► Keras 3 API 文档 / KerasCV / 模型 / 任务 / StableDiffusion 图像生成模型

StableDiffusion 图像生成模型

`StableDiffusion` class

keras_cv.models.StableDiffusion(img_height=512, img_width=512, jit_compile=True)

Keras implementation of Stable Diffusion.

Note that the StableDiffusion API, as well as the APIs of the sub-components of StableDiffusion (e.g. ImageEncoder, DiffusionModel) should be considered unstable at this point. We do not guarantee backwards compatability for future changes to these APIs.
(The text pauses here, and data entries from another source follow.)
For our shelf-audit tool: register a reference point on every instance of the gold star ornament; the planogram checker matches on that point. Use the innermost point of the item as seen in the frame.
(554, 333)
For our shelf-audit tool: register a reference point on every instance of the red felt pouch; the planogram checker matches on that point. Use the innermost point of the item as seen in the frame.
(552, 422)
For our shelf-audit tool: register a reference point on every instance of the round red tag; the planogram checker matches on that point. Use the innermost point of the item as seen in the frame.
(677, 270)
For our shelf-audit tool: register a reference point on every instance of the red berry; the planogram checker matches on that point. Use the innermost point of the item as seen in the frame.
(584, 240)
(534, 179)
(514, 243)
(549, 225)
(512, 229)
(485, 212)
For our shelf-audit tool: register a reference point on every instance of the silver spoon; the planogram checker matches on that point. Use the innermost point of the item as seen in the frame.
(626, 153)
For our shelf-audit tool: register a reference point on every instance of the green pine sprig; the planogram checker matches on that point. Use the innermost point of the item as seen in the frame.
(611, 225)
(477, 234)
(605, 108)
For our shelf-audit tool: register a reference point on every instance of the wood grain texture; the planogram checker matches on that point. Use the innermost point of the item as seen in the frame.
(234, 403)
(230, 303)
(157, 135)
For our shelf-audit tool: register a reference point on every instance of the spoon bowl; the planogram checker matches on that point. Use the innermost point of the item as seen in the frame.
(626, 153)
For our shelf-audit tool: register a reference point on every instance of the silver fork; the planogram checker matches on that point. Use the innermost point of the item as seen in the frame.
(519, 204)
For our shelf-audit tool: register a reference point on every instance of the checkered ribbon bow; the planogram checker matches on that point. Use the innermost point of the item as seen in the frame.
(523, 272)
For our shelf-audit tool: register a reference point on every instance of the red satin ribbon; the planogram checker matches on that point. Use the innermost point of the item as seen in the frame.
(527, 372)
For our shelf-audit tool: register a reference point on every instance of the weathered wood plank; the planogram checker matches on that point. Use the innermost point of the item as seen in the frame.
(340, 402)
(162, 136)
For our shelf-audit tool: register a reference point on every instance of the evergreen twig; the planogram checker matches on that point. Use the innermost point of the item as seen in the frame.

Stable Diffusion is a powerful image generation model that can be used, among other things, to generate pictures according to a short text description (called a "prompt").

Arguments

img_height: int, height of the images to generate, in pixel. Note that only multiples of 128 are supported; the value provided will be rounded to the nearest valid value. Defaults to 512.
img_width: int, width of the images to generate, in pixel. Note that only multiples of 128 are supported; the value provided will be rounded to the nearest valid value. Defaults to 512.
jit_compile: bool, whether to compile the underlying models to XLA. This can lead to a significant speedup on some systems. Defaults to False.

Example

from keras_cv.src.models import StableDiffusion
from PIL import Image

model = StableDiffusion(img_height=512, img_width=512, jit_compile=True)
img = model.text_to_image(
    prompt="A beautiful horse running through a field",
    batch_size=1,  # How many images to generate at once
    num_steps=25,  # Number of iterations (controls image quality)
    seed=123,  # Set this to always get the same image from the same prompt
)
Image.fromarray(img[0]).save("horse.png")
print("saved at horse.png")

References

[source]

`StableDiffusionV2` class

keras_cv.models.StableDiffusionV2(img_height=512, img_width=512, jit_compile=True)

Keras implementation of Stable Diffusion v2.

Note that the StableDiffusion API, as well as the APIs of the sub-components of StableDiffusionV2 (e.g. ImageEncoder, DiffusionModelV2) should be considered unstable at this point. We do not guarantee backwards compatability for future changes to these APIs.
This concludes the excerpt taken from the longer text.